Replicano così alle accuse dell'assessore Barsanti e della maggioranza consiliare, le consigliere e i consiglieri comunali del partito democratico.
"Di cosa stiamo parlando?" si chiede il centrodestra. "La sinistra dovrebbe arrossire dall'imbarazzo" tuona l'assessore Barsanti. Bene, di cosa stiamo parlando glielo spieghiamo di nuovo. E senza alcun imbarazzo né rossore (quello lo lasciamo a Barsanti) perché su questa vicenda, a differenza dei nostri avversari, abbiamo avuto l'onestà intellettuale di dire sempre la verità, anche in campagna elettorale, spiegando per filo e per segno le difficoltà che si frapponevano alla realizzazione del nuovo stadio. Anche quando la destra, capeggiata da Barsanti, aizzava la piazza accusando la precedente amministrazione di disfattismo. Rosso, forse per la prima volta in vita sua, ci dovrebbe diventare proprio l'assessore Barsanti che oggi si trova sempre più spesso doversi rimangiare le tante bugie dette in campagna elettorale ai tifosi che, in buona fede, hanno creduto alle sue promesse".

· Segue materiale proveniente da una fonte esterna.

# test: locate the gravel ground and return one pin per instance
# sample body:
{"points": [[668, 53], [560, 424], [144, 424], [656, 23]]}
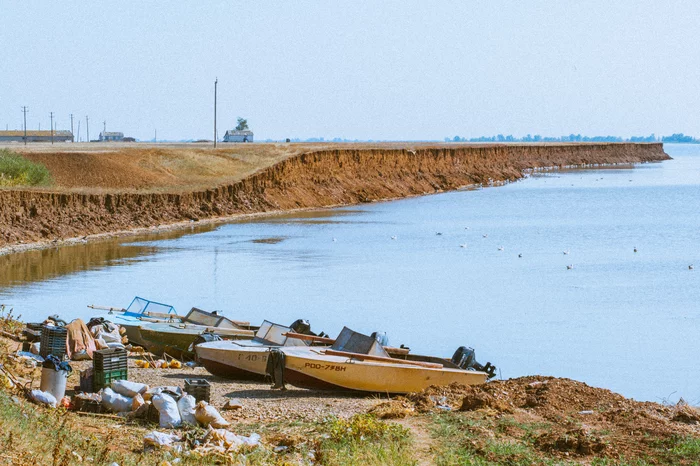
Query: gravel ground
{"points": [[260, 402]]}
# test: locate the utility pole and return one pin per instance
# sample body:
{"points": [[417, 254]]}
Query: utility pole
{"points": [[25, 110]]}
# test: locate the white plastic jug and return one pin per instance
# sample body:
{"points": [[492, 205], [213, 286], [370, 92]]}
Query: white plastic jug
{"points": [[54, 382]]}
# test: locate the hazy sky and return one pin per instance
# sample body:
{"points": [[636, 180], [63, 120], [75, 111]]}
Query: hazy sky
{"points": [[368, 70]]}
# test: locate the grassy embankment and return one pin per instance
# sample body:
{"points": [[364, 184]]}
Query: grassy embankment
{"points": [[16, 171]]}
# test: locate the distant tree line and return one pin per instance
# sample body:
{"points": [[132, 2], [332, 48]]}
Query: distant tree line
{"points": [[675, 138]]}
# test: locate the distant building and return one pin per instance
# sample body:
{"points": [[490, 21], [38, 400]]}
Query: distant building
{"points": [[235, 135], [111, 136], [36, 136]]}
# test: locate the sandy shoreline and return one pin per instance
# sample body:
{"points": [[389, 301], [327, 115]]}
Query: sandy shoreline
{"points": [[213, 221], [327, 178]]}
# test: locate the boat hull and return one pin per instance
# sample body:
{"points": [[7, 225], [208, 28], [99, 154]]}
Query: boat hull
{"points": [[234, 361], [311, 369], [173, 340]]}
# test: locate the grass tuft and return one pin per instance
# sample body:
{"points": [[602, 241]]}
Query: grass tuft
{"points": [[363, 439], [15, 170]]}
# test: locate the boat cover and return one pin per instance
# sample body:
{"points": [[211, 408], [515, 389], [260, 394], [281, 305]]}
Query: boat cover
{"points": [[354, 342], [270, 333], [200, 317]]}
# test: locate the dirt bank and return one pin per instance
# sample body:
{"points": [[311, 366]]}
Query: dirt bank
{"points": [[317, 178]]}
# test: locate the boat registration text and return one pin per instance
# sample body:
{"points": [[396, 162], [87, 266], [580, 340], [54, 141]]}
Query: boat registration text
{"points": [[325, 367]]}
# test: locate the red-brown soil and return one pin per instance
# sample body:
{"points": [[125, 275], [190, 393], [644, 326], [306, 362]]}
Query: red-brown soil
{"points": [[98, 192], [571, 419]]}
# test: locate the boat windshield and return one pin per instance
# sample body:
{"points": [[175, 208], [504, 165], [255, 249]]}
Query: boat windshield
{"points": [[354, 342], [140, 305], [200, 317], [270, 333]]}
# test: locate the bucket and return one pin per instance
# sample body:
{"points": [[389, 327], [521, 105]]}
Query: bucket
{"points": [[54, 382]]}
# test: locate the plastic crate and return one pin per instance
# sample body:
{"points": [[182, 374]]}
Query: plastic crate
{"points": [[53, 341], [101, 380], [111, 359], [31, 335], [89, 406], [198, 388], [86, 378], [152, 414], [36, 326]]}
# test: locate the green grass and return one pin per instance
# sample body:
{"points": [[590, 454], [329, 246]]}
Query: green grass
{"points": [[463, 440], [15, 170], [363, 439], [30, 434], [683, 448]]}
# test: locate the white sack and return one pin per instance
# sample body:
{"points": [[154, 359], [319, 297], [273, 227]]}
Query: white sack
{"points": [[167, 407], [115, 402], [130, 389], [186, 405], [207, 415], [43, 398]]}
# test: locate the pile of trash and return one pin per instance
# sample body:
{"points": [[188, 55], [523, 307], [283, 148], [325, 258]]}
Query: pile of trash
{"points": [[169, 406], [81, 339]]}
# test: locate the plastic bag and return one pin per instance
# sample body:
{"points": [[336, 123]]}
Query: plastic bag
{"points": [[130, 389], [227, 440], [207, 415], [167, 407], [160, 439], [115, 402], [175, 392], [186, 405], [137, 403], [43, 398]]}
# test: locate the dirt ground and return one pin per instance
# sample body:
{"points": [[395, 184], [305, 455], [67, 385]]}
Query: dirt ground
{"points": [[527, 420]]}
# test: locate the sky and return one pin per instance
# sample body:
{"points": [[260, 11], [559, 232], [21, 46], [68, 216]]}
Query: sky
{"points": [[380, 70]]}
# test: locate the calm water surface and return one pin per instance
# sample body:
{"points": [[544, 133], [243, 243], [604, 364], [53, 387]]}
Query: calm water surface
{"points": [[619, 319]]}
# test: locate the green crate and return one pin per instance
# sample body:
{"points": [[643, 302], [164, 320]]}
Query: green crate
{"points": [[101, 380]]}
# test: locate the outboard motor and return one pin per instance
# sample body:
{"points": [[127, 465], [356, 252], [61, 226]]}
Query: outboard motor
{"points": [[466, 359], [381, 338], [301, 326], [60, 322]]}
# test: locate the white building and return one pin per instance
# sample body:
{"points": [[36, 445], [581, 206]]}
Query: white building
{"points": [[235, 135], [111, 136]]}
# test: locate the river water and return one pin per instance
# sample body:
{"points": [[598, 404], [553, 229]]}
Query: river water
{"points": [[618, 319]]}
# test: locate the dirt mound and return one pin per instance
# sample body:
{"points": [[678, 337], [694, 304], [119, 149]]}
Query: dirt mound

"Barsanti evoca provocatoriamente il museo rossonero. Ebbene sia lui che Pardini dimenticano l'ultima volta che ci siamo stati tutti quanti insieme: era il 20 giugno 2022 alla vigilia del ballottaggio, quando fu organizzato un confronto tra i candidati sindaco proprio sotto la curva, giusto all'entrata del museo. Se la ricordano quella serata Barsanti e Pardini? Noi sì, loro chissà. Si ricordano delle granitiche garanzie pronunciate quella sera? "Se sarò eletto sindaco il nuovo stadio si farà" assicurò Pardini seguito da un boato di applausi. Mentre l'attuale capogruppo Raspini, allora candidato del centrosinistra, più prudentemente, ma certo più onestamente, ribadiva che il nuovo stadio era una grande opportunità, ma che si sarebbe dovuto valutare con attenzione la sussistenza dell'interesse pubblico e che era prematuro fornire garanzie assolute.
Insomma i problemi erano già noti all'epoca, ma non si è mai voluto raccontare la verità".
"Pardini e Barsanti hanno avuto due anni di tempo per recuperare - continuano - ma entrambi hanno continuato a tenere in piedi questo teatrino degli equivoci per paura di essere smentiti, quando perfino la Lucchese da mesi aveva chiarito che lo stadio non era una priorità e che soprattutto non era un progetto sostenibile. Ma loro non hanno voluto sentire ragioni e hanno provato a sostenere che tutto poteva andare avanti. Fino alla conferenza stampa di pochi giorni fa, organizzata in fretta e furia durante le sedute di consiglio sul Piano Operativo nel tentativo di far meno rumore possibile, quando finalmente il velo di ipocrisia è caduto. Caro sindaco e caro assessore allo sport, ecco di cosa stiamo parlando. Non delle formule prudenziali di oggi, quanto dell'avventatezza e della spregiudicatezza di ieri. Di come avete convinto le persone a votarvi sulla base di garanzie che erano scritte sulla sabbia e che al primo soffio di vento sono volate via".